I am running these two commands, and I'm getting different output:
$ ldd `which ls`
linux-gate.so.1 => (0x00db3000)
libselinux.so.1 => /lib/i386-linux-gnu/libselinux.so.1 (0x00ba2000)
librt.so.1 => /lib/i386-linux-gnu/librt.so.1 (0x007bf000)
libacl.so.1 => /lib/i386-linux-gnu/libacl.so.1 (0x004ce000)
libc.so.6 => /lib/i386-linux-gnu/libc.so.6 (0x00110000)
libdl.so.2 => /lib/i386-linux-gnu/libdl.so.2 (0x00398000)
/lib/ld-linux.so.2 (0x00dea000)
libpthread.so.0 => /lib/i386-linux-gnu/libpthread.so.0 (0x00a83000)
libattr.so.1 => /lib/i386-linux-gnu/libattr.so.1 (0x00d3d000)
and then
objdump -x `which ls` | grep NEEDED
NEEDED libselinux.so.1
NEEDED librt.so.1
NEEDED libacl.so.1
NEEDED libc.so.6
What's up with that? I thought they both gave the library dependencies? The reason I care is that I suspect ldd
is the correct one, but I'm working on linux on ARM, where there is no ldd from what I can tell...
You can see the difference in the output.
objdump is simply dumping what the object itself lists as libraries containing unresolved symbols.
ldd is listing which libraries ld.so would actually load.

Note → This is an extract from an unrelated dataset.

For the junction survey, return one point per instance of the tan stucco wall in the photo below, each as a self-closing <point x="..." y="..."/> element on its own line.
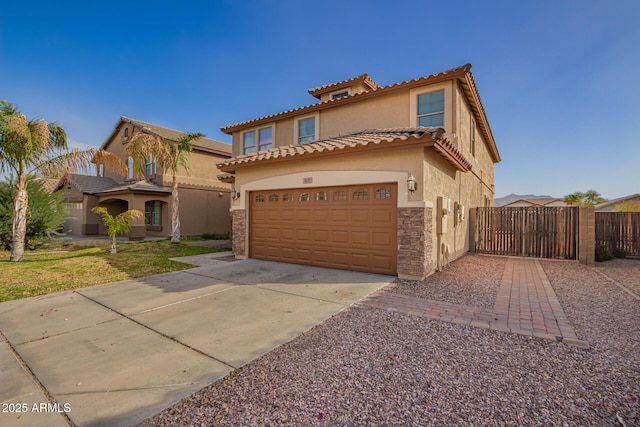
<point x="435" y="176"/>
<point x="203" y="211"/>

And it follows the graph backward, so that you can see what would be loaded by those libraries. Which is how libpthread.so.0 winds up in the ldd output, despite not being in the objdump output.
So ldd is going to give a much, much better picture of what really needs to be available at runtime. But, when resolving compile/link-time problems, objdump is pretty helpful.